Once upon a time, when I used only Kingsford and first started smoking, I used a quarter of a large chimney of hot briquettes for 225F, half for 250F, 3/4 for 275F, and a full chimney for 300F+.  That's what I added to my cold briquette/wood pile in my WSM.  I dumped the chimney when I saw the lower briquettes ashing out the bottom of the chimney.  By playing with my vents during warmup, I could catch the temp where I wanted it, but there were times it got away from me.  Basically I was adding too much heat and hot fuel to the heat, fuel, and air triangle. 

Then I switched to the 25% denser Royal Oak Ridge briquette. When I'm aiming for 225F, I use no more than 8-10 hot briquettes in the small chimney, and usually load them when the edges are merely ashed, but there's still black left.  That hot load goes in a dimple in the middle of my cold briquette/wood chunk pile.  I set my vents as if it is already at 225F and go do something for an hour to an hour and a half.  By then the chamber will have come up to temp, I have blue smoke, and can quickly load the meat. 

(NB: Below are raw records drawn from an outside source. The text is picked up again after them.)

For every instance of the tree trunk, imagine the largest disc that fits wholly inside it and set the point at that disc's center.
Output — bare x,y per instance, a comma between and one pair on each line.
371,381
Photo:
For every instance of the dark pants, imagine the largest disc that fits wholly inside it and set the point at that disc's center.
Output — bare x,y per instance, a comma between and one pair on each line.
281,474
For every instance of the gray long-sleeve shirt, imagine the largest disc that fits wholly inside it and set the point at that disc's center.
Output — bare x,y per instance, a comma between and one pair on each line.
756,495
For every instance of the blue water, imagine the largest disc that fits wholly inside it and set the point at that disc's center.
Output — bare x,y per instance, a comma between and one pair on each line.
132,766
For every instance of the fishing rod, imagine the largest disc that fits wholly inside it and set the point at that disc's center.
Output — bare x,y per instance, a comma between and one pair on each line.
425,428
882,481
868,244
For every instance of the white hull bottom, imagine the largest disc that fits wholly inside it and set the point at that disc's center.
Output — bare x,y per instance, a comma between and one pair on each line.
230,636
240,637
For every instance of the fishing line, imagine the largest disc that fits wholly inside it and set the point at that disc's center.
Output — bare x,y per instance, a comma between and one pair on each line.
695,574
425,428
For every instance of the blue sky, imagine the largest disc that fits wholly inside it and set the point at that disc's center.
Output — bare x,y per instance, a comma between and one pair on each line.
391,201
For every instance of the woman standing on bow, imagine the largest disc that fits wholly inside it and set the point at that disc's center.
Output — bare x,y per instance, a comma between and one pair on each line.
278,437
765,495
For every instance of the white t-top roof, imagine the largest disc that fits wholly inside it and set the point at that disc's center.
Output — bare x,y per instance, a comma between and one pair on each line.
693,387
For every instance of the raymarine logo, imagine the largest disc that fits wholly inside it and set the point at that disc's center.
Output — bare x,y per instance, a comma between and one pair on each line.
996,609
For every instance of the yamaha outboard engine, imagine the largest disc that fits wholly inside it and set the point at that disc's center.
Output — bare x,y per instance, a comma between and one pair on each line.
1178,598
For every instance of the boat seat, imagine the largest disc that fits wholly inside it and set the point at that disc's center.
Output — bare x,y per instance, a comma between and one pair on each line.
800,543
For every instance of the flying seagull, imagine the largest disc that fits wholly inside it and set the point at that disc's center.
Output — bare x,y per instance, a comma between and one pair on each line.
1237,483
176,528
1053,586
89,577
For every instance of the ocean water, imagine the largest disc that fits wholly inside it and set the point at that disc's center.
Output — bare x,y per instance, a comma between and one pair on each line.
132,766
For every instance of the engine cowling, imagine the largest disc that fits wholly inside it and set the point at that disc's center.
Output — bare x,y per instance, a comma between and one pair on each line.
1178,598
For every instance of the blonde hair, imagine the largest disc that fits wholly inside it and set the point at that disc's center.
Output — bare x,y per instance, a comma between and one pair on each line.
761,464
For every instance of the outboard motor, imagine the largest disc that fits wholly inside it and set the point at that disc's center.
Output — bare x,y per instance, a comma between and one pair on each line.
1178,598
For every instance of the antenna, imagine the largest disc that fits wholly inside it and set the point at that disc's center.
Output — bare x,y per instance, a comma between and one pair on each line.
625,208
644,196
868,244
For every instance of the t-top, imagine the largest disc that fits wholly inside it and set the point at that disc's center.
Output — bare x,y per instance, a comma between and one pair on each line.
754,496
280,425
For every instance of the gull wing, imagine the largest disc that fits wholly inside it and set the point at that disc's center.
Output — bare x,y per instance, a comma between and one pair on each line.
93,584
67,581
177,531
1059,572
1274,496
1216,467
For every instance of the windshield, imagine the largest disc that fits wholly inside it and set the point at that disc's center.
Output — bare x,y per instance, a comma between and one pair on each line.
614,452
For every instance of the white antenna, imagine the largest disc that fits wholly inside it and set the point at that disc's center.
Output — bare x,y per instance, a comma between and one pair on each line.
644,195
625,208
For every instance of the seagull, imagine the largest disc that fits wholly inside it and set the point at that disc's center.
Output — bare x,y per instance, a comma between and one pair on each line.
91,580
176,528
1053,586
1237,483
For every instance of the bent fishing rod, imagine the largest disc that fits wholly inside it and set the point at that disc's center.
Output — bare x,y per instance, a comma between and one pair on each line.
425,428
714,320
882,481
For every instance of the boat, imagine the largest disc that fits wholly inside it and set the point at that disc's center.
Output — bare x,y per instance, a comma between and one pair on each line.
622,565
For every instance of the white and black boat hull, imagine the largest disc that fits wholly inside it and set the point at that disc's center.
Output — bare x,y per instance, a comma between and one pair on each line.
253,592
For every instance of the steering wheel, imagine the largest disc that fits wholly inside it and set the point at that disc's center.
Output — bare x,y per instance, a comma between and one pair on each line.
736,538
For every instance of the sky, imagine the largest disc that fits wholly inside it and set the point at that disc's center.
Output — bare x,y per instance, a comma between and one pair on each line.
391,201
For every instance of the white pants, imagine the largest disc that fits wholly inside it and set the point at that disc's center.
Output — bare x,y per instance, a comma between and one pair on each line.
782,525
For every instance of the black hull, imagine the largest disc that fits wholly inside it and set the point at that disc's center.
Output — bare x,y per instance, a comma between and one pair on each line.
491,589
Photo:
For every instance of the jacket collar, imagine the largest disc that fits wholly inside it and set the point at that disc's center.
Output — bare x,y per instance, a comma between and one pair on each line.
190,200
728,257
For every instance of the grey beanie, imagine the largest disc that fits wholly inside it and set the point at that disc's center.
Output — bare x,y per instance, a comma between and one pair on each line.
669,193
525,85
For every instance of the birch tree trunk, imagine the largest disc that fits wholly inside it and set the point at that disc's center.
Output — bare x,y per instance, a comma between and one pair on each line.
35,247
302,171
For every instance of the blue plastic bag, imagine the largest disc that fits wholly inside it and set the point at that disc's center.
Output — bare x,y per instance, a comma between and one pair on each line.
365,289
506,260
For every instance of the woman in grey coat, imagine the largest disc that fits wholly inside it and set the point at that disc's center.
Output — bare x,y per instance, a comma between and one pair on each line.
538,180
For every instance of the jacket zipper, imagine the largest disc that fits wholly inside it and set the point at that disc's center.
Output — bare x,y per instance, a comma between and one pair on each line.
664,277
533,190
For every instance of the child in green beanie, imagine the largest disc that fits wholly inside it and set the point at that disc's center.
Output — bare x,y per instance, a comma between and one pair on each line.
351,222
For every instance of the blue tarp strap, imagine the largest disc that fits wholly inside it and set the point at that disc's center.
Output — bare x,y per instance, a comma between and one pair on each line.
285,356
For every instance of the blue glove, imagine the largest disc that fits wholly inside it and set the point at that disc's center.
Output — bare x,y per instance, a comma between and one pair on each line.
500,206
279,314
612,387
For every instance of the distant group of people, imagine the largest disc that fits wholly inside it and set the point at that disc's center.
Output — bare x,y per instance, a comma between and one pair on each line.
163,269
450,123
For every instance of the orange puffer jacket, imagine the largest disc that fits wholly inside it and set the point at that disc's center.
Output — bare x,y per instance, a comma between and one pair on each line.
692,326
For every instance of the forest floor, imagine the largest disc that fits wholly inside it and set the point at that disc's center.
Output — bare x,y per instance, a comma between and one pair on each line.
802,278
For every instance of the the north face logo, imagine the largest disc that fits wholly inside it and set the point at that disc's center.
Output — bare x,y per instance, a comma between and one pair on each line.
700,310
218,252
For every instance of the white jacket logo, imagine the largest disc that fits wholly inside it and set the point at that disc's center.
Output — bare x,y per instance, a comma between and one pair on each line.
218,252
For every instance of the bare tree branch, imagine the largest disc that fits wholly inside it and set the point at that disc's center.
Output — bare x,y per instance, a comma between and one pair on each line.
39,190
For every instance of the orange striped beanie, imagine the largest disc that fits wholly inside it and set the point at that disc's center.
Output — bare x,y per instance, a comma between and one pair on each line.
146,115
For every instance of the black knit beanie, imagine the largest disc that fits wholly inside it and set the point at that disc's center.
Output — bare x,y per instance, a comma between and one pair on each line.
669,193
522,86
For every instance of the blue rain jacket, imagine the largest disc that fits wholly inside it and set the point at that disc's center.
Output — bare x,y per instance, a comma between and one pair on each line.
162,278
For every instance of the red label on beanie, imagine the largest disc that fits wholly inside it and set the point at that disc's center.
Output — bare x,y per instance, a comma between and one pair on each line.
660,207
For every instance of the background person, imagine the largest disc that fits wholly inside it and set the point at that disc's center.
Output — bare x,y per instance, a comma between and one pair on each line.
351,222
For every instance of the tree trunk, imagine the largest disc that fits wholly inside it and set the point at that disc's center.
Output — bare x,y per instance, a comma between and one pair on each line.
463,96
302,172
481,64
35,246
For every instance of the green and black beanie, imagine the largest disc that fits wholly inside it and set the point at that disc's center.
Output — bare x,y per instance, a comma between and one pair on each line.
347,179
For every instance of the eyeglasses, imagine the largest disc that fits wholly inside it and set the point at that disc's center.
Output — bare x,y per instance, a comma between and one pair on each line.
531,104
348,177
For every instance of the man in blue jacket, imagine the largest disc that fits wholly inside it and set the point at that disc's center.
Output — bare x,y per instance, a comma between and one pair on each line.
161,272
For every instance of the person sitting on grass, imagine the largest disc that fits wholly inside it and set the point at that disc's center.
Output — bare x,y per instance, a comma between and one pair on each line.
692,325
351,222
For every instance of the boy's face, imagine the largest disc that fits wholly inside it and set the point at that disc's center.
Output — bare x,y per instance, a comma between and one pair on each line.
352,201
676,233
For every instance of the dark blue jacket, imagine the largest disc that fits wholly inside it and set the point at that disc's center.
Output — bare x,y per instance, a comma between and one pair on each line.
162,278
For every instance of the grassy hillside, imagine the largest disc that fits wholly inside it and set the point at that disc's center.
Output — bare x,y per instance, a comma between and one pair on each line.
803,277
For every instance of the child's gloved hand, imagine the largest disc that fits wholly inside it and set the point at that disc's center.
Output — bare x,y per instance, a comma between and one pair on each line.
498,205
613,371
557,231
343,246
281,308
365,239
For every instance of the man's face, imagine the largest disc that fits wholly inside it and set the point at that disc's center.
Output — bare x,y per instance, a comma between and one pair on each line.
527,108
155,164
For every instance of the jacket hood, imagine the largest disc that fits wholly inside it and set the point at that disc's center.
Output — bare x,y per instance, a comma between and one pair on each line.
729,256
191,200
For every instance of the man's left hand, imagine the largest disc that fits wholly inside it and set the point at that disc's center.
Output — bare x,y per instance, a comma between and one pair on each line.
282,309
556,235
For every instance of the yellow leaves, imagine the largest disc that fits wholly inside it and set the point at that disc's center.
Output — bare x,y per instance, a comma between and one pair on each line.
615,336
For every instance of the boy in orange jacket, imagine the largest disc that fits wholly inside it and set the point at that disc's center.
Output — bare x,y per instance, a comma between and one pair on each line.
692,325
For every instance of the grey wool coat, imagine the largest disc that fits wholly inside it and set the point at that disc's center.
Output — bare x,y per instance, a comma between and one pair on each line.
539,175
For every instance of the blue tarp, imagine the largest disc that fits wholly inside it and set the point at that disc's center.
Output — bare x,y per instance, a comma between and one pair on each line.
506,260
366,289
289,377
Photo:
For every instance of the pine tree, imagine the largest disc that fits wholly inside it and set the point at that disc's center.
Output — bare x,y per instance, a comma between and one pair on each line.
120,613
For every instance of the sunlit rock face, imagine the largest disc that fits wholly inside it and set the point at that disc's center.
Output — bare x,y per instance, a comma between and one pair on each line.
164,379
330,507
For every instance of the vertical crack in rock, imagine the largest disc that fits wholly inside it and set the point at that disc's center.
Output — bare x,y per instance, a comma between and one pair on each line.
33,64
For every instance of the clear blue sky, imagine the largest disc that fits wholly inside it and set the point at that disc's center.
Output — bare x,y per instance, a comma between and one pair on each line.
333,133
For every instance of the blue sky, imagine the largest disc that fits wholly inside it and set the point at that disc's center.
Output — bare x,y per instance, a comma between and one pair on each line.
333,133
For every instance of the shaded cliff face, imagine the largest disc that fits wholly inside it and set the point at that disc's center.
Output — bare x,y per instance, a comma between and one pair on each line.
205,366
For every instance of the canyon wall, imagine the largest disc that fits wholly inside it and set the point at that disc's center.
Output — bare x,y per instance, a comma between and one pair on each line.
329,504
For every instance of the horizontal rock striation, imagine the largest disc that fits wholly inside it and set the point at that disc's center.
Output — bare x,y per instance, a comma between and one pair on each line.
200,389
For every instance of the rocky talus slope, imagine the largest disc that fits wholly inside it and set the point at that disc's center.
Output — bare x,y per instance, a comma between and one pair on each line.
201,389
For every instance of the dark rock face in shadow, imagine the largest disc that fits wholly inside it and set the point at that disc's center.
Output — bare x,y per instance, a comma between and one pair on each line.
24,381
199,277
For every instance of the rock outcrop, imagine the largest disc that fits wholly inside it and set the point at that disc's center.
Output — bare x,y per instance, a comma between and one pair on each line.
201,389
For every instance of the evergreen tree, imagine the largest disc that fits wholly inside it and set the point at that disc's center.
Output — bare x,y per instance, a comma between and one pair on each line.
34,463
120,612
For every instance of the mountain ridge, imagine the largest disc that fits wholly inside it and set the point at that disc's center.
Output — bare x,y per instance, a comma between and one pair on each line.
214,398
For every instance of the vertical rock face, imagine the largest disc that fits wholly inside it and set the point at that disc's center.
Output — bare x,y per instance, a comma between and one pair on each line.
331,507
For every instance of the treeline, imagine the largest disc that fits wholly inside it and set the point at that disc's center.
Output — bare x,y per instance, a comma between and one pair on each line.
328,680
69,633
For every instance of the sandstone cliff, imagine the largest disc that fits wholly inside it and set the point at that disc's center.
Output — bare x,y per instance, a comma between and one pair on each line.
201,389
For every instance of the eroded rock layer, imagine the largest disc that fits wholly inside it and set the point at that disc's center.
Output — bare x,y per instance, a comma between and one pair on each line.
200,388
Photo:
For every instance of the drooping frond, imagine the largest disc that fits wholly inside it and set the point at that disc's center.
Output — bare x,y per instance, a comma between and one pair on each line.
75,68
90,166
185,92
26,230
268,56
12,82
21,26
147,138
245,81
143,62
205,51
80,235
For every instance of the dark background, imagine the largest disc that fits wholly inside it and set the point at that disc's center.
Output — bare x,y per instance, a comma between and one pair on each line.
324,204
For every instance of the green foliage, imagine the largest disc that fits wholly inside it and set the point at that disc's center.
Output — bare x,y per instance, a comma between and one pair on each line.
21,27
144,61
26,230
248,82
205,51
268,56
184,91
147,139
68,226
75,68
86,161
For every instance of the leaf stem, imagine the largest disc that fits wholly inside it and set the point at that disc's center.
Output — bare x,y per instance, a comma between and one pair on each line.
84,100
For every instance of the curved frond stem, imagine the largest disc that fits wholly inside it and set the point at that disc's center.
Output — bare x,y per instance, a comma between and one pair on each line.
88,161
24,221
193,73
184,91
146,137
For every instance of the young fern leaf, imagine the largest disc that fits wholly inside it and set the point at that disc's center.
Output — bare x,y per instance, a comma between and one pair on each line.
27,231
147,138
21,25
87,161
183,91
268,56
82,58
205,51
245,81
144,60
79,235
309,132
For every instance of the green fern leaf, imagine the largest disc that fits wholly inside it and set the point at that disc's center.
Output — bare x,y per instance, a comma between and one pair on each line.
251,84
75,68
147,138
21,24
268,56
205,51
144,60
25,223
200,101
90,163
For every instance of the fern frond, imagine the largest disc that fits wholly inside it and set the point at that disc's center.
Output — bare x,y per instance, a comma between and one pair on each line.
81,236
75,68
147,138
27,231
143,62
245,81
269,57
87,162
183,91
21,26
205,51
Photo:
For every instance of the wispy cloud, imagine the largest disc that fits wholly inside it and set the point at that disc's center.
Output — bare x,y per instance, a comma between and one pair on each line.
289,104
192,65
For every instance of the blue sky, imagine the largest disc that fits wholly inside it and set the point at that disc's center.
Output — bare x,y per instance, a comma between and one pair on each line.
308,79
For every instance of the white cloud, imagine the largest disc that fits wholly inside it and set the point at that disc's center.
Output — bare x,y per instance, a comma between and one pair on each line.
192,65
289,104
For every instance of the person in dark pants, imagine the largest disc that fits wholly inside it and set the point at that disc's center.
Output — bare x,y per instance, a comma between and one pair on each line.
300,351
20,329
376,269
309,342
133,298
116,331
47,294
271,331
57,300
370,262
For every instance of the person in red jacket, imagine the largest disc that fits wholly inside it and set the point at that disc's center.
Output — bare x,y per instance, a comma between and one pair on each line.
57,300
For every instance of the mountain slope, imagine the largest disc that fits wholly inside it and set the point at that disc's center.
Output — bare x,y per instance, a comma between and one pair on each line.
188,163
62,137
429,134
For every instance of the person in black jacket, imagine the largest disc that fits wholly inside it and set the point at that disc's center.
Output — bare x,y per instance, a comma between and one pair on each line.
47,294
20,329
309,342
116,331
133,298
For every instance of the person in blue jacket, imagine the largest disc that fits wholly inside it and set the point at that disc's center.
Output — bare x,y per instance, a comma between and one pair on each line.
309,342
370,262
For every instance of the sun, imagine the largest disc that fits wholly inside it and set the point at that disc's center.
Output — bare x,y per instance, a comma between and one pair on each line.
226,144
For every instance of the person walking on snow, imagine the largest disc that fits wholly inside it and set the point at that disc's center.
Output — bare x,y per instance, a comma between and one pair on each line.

It's all part of the learning process.  What I described above is what I do today. Next year, I may do something different. Just find what works for you and don't be afraid to experiment. It's all about heat, fuel, and air, the fire triangle. You can play with any one, two, or three of those to get the result you want.


----------



## Geebs (Mar 17, 2018)

Nice input noboundries. I have a small chimney so my 1/4 to half is about 10-20 briquettes. And I agree I don’t wait until the top are completely ashed because by then the bottom coals aren’t past where i want them. Definitely took me a few smokes to get this figured out, takes time as many things with smoking does.


----------



## chopsaw (Mar 17, 2018)

Side light method on a WSM works really good . Not sure how your smoker is set up . Dirtsailor   has the idea and the thread on it .  https://www.smokingmeatforums.com/t...hod-for-charcoal-smokers.257071/#post_1677800


----------



## workedtheworld (Mar 18, 2018)

Loss of charcoal while starting a chimney has bothered me also. I have begun heating my briquettes with a propane torch while they are in the smoker. They take a little longer to get going but all the heat goes to my smoker. I do have a horizontal smoker, not a vertical.


----------